Yes, that’s what I think is needed. Since CFileInputStream currently doesn’t use any iostream functionality, it would be easy to switch it to c-style IO. I’m not sure of how to handle zip files, because minizip doesn’t seem to support unicode file names.
I have updated my github with some changes for better unicode support. Most notably, I made a class called FileStream that is a subtype of std::iostream and uses a FILE* internally. I also merged Ivan’s serialization branch so I wouldn’t need to duplicate some work. Some things probably don’t work as intended right now; in particular, I’m not sure how to do things in CClient::loadGame().
I’ve decided to try a different approach instead. I’ll revert back all my changes, then only implement changes to CFileInputStream. It seems I’ve misunderstood how parts of VCMI work. I’ll also use your MinizipExtensions.cpp/h files to make the functions in the ZipArchive namespace support unicode filenames.
I’ve decided to somewhat narrow the scope of my task. I’m only aiming to add support for unicode characters in the path in front of the VCMI-specific folders. For example, “C:\Users<non-ascii name>\My Games\vcmi” is supported, but “C:\Program Files\vcmi\config<non-ascii file>” is not. Implementing the latter would mean major changes to how VCMI handles resources. And it would be a whole lot harder to support unicode names inside zip archives.
This way, users with non-ascii usernames are not “discriminated” any more (meaning everything works just as fine for them as for everyone else). But for example, savegames still can’t have non-ascii filenames.
What I have left to do now is to test things some more, and to make some of the new code cleaner.
[s]So, I’ve finished unicode support in most places, but as very often, 20% of the task requires 80% of the work…

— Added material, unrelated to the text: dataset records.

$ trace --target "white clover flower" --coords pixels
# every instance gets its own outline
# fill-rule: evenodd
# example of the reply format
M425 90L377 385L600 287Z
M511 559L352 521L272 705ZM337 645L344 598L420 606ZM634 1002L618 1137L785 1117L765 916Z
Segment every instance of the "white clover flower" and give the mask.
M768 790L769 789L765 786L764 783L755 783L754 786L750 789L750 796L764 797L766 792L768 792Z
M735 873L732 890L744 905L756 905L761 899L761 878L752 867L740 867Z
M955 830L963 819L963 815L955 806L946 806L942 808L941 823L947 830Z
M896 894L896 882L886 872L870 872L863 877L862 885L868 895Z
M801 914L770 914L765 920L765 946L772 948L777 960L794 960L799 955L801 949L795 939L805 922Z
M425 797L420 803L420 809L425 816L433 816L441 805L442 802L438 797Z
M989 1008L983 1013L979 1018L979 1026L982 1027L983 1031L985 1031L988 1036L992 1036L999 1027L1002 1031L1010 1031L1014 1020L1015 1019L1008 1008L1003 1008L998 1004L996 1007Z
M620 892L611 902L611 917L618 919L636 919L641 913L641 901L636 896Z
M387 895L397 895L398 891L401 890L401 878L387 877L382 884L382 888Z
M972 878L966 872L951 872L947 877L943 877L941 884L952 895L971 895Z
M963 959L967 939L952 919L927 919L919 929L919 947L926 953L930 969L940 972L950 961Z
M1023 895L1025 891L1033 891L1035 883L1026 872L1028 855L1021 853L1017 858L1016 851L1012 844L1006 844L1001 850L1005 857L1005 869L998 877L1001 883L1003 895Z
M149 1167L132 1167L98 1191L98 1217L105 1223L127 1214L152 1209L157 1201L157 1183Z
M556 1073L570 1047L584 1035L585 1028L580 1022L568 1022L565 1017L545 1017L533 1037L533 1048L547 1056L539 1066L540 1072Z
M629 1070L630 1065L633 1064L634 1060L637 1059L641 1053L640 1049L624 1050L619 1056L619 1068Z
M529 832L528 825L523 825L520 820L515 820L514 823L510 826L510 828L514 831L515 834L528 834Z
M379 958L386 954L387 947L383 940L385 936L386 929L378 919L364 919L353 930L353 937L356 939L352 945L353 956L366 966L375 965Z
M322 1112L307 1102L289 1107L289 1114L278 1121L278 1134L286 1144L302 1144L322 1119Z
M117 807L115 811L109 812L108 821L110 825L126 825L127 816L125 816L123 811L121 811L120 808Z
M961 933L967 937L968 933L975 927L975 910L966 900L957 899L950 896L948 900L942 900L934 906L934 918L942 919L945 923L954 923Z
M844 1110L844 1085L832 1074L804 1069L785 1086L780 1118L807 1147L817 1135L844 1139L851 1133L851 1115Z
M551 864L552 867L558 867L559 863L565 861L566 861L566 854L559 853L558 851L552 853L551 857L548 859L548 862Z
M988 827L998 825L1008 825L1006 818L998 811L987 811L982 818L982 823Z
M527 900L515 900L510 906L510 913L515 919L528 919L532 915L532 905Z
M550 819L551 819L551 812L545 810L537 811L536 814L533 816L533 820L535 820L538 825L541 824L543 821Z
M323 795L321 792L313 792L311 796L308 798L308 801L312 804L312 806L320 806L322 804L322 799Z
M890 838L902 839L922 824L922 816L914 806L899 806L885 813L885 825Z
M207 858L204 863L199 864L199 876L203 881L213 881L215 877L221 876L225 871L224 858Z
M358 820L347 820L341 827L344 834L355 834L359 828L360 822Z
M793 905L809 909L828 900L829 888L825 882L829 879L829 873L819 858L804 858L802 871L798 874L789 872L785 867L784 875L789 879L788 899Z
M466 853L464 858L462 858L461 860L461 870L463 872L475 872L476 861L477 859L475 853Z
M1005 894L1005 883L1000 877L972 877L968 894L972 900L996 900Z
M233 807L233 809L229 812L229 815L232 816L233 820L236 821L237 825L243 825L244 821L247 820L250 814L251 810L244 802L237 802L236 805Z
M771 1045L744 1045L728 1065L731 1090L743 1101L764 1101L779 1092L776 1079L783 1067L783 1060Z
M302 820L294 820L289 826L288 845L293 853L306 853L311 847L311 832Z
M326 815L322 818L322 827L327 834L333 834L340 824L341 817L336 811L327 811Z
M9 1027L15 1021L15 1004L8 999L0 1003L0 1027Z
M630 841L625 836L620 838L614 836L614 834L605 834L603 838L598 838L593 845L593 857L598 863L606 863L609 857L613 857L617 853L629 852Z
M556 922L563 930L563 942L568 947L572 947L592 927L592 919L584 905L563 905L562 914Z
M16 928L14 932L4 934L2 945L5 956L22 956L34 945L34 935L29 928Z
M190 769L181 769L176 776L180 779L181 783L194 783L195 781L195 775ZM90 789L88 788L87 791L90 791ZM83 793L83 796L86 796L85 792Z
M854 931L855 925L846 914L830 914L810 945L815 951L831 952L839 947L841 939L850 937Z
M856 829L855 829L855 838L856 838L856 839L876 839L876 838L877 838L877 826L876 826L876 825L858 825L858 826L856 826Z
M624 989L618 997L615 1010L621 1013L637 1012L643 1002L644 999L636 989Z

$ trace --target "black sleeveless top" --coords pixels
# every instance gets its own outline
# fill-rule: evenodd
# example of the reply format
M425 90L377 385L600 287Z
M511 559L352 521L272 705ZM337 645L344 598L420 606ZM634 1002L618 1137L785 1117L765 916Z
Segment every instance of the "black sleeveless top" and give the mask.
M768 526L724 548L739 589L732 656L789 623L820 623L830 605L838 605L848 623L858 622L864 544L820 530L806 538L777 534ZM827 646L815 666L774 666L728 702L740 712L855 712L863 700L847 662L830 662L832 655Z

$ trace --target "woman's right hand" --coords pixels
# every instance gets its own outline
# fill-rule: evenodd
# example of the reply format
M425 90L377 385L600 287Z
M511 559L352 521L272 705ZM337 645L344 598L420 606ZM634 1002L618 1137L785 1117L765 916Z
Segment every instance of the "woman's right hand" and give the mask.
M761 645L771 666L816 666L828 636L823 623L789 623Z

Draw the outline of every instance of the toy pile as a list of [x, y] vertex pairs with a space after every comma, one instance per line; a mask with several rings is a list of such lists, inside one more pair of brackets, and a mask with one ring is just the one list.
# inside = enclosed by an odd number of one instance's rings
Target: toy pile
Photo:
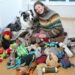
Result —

ISimpleResourceLoader has a method load() returning std::unique_ptr, but there is no corresponding method for writing. I’d like to add a method write() which returns std::unique_ptr (or similar). Currently, a lot of code looks like “std::ofstream(ISimpleResourceLodader::GetResourceName())”, which is a bit messy, and I don’t think those call sites needs to actually know the file name, they only need an output stream.[/s]
EDIT: I don’t think the above is needed right now; maybe it’s something to be done at a later time.